Yağma: 1) Almanya’da düzenlenen Avrupa Şampiyonasıda İngiltere Federasyonu sadece Milli Takım kafilesinin masraflarını karşıladı. Fransa kafile dışında 27, İsviçre 14, İspanya 40 ve Portekiz de 33 davetli götürdü. Bizim Futbol Federasyonu 613 misafir davet etti. 2) Bakan kendi şirketine devletin arazisini tahsis edip, binlerce ağacın kesilmesine ve milletin parasıyla kendi tesisine altyapı yapılması anlaşması yapmak. 3) Şehir içindeki askeri arazilerin şehir dışına çıkarıldığında boş kalan arazilerin halkın tamamının kullanımına açılması yerine lüks siteler inşaa edip satarak milyonlarca dolar cukkalamak.
Dini konularda bile kayırma ve kul hakkı: Cami avlusunda siyasi miting düzenleyebilecek vahşilikde din istismarı yapılırken torpilli hacılık: 10 yıldan uzun süre kura bekleyenler varken siyasi ve idari makam sahiplerinin her istedikleri zaman ve üstelik aile efradıyla birlikte hacca gidebilmeleri...
İbadetin önlenmesi: Hac organizasyonundan kâr edilecek şekilde yüksek ücretler belirlenmesi ilgili vakfın gelirleri arasında hac organizasyonu gelir kaleminin de sayılması, hacca gidenlerden de alınan yurtdışı çıkış haracının 20 katına yükseltilmesi, diyanetin en ucuz götürdüğü hacıyı 6500 $’a götürürken diğer İslam ülkelerinde bu fiyatın yarı yarıya kadar düşebilmesi...
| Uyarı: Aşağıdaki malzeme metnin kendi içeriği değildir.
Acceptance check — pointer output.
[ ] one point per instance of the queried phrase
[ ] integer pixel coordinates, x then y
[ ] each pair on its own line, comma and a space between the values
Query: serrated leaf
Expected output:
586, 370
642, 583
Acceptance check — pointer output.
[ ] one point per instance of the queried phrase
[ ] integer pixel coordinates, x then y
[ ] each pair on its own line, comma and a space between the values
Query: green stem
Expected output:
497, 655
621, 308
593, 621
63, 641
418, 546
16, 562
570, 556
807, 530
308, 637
Faiz: Faiz lobisi faiz lobisi diye dolanan ben faize karşıyım deyip dünyanın en yüksek reel faizini öderken bu sebeple çöken bütçeyi düzeltebilmek için acımasız vergileri getirmesi... İlkokulu bitirebilmiş ve idiot seviyesi üzerinde herkesin rahatlıkla bilip anlayabileceği hakikatleri sanki bilmezmiş gibi, bir yandan ceplerini doldururken milleti ve devleti bir duvardan öbürüne çarpıp çarpıp durmak...
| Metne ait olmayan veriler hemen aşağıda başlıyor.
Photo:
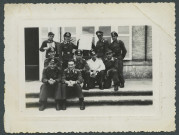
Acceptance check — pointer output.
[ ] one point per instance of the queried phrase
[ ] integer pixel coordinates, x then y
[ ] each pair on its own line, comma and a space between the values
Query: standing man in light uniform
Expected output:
97, 68
49, 44
119, 50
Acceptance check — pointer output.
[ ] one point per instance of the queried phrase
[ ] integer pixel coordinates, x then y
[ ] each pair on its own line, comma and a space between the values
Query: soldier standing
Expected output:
52, 56
97, 68
119, 50
72, 78
51, 84
101, 45
49, 44
111, 72
83, 67
66, 49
Köleleştirme aşkı ve insaları korkutma günahı: Sadece işçilerin her türlü hakkını elinden alıp ücretiyle karnını doyurup kirasını veremyecek duruma getirmek için emeklilik ve sendikal haklar dahil her türlü kanuni haklarını budamak yetmez.... Ayrıca "Ben TÜİK değilim. Her türlü rezaleti örtbas etmekle ilgili bir görevim yok." deyip serbestçe fikirlerini ifade edebileceğini düşünenleri en kısa sürede zindana tıkmak da gerekir. "Tehdit edelim, hapis korkusu, vergi cezsaı korkusu, işini kaybetme korkusu ile kimse konuşmasın, kimse eleştirmesin, kimse sesini çıkarmasın, herkesin başını yumrukla ezelim. Özgürlük, hak, hukuk adalet taleplerini kimlik ve şahsi kavga çatışmasına dönüştürelim. Despotluğumuzla korkutup boyun eğdirelim, sindirelim zulmümüze ses çıkaramasınlar. Rüşvetle bağladıklarımızıda menfaatlerini kaybetme korkusu ile zaten zulme rıza gösterecek şekilde kuklalaştırmıştık. Düşünemeyen geniş kitleleri de dış düşmanlar heyülası ile korkuttuk. Hakkı hakikati söyleyemez yanlışa yanlış diyemez hale geldiler."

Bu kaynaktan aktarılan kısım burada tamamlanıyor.